NextEra Energy (NEE) ended Friday's session at $88.56, marking a 0.98% gain for the day. Trading volume surged to 144% of its 65-day average, with 15.65 million shares changing hands. Despite the uptick, the stock underperformed the Utilities Select Sector SPDR Fund (XLU), which advanced more sharply during the week.
Underperformance Relative to Peers
While NextEra is the largest holding in the XLU ETF, accounting for 12.73% of the fund's weight as of June 25, its recent performance has been lackluster compared to the broader utility index. From the close on June 18 through Friday, NEE shares gained 2.1%, whereas the XLU climbed 3.2%. Over the same period, the S&P 500 declined roughly 2%, and the Technology Select Sector SPDR Fund (XLK) dropped 5.4%.
Investors have shown a preference for defensive utility stocks amid market uncertainty, but NextEra's exposure to deal and project risks appears to have tempered enthusiasm. The stock remains 10.3% below its 52-week high of $98.75, while the XLU is just 3.3% off its own high.
Dominion Energy Acquisition Overhang
A key factor weighing on NextEra shares is the proposed all-stock acquisition of Dominion Energy (D). Announced on May 18, the deal would see Dominion shareholders receive 0.8138 NextEra shares per Dominion share, with NextEra holders retaining 74.5% of the combined entity. The companies tout that the new business would be over 80% regulated and boast more than 130 gigawatts of large-load opportunities.
NextEra CEO John Ketchum emphasized that "scale matters more than ever," while Dominion's Robert Blue noted the combination would provide "the scale and balance sheet" to advance generation, transmission, and grid projects. However, market participants are mindful of potential regulatory and legal hurdles, as highlighted by Axios.
Tax Credit Deadline Adds Pressure
The looming July 4 deadline for clean-energy tax credits adds another layer of complexity. According to Reuters, solar developers are racing to lock in federal subsidies that cover at least 30% of project costs before the cutoff. After the deadline, those credits will no longer be available, potentially driving up wind and solar contract prices by 40% to 50%, based on a LevelTen Energy analysis. Early data from Texas indicates some contracts have already surged by as much as 120%.
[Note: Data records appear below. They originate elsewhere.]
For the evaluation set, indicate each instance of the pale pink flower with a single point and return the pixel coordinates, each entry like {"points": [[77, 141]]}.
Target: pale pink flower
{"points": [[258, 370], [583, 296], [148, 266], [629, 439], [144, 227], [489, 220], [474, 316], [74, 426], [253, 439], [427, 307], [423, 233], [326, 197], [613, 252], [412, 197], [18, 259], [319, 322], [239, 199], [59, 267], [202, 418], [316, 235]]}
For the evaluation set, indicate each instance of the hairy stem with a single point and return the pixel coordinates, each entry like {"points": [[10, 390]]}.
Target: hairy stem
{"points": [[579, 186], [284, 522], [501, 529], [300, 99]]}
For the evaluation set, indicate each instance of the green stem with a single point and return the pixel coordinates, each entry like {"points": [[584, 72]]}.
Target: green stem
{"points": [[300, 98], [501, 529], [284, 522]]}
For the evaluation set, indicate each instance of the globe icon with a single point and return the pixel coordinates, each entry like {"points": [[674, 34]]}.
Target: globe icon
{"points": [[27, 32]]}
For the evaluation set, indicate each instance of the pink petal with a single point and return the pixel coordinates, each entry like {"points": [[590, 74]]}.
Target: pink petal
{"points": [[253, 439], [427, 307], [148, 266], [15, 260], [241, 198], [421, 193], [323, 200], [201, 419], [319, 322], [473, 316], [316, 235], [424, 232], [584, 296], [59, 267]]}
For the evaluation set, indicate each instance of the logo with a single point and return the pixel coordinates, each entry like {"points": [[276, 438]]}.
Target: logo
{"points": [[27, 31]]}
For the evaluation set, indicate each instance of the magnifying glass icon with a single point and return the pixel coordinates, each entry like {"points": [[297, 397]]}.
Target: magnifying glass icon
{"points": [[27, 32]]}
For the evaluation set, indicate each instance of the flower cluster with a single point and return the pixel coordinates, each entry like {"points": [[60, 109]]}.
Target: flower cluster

Connor Valaik, senior manager at LevelTen, described the situation as a "tax credit cliff" that serves as a warning to buyers who remain on the sidelines. For NextEra, which operates Florida Power & Light and NextEra Energy Resources, the policy shift could significantly impact project economics.
Market Context and Outlook
NextEra's underperformance comes amid a shortened trading week due to the July 3 U.S. market holiday. With only four regular sessions remaining before the break, investors are closely monitoring the tax credit deadline and the Dominion deal's progress.
Despite the near-term headwinds, some industry voices remain bullish. Power entrepreneur Jigar Shah, former head of the U.S. Energy Department's loan office, told Axios that NextEra's expertise in storage for Virginia's data-center market "could be transformative."
As the market digests these developments, NextEra's ability to navigate regulatory and policy challenges will be crucial in determining its performance relative to utility peers.